The book urges us to think of cities as constructions of culture, not simply as instruments in the making of wealth. There’s no reason that the communities we live in can’t express what we share rather than aggrandize only who each of us thinks we are. The architecture of communities records our aspirations, embodies our hopes for the future, and leaves a legacy for future generations to build on. Communities unite to memorialize people and events. They broadly support the preservation of historic buildings. These movements speaks to a deeply felt desire to make places that embody values, that retain important amenities, that express a creative and innovative culture.

As yet, the nation has not developed many ways to express these yearnings. In today’s economy, too, amenity (cultural, recreational, natural) is a keystone to growth. In such terms alone, taking the future of communities more consciously in hand is becoming a necessity.

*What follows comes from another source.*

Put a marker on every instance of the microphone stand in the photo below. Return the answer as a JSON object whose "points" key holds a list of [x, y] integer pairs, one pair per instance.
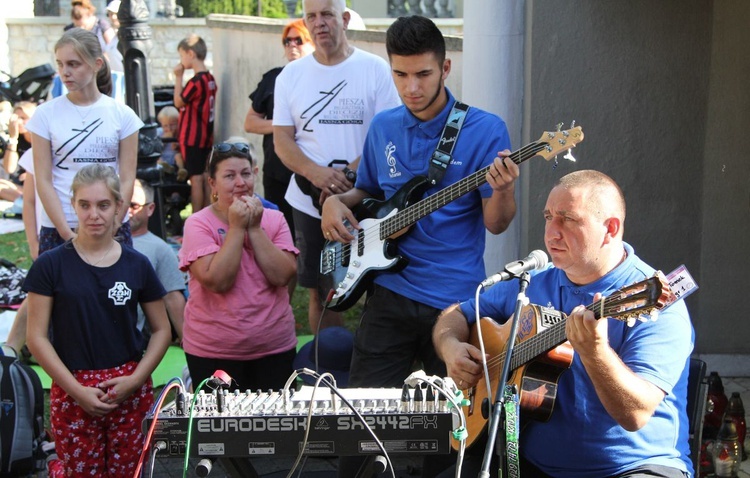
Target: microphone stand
{"points": [[497, 408]]}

At the beginning of the 21st century, the nation is not only overwhelmingly urban, its people are accumulating in larger and larger metropolitan areas. We have not come to terms with urbanity on this scale (though it is almost quaint when compared to such huge conurbations as Tokyo, and the networks of million-plus cities forming in China and India). These great urban landscapes can respond to global opportunity by amalgamating extraordinary talent and resources in entirely new ways. But they pose equally extraordinary challenges: Can their great possibilities be realized when they involve so many people over so much urban space? Can they be governed? Can they assure quality of life?

In Part IV the book offers policy prescriptions–especially to address the government tax, housing, and infrastructure policies that so powerfully distort growth. But Mutant Metropolis also addresses emerging methods for managing growth informed by community values, like innovative ownership concepts or land-conservation schemes that combine environmental stewardship with economic development. It proposes a more dynamic way to think about planning–means to test ideas and to “institutionalize” innovation in real-estate development and government policymaking. In this way communities can take advantage of the economy’s dynamic nature and deal with the inevitability of rapid change rather than be whipsawed by the consequences of it.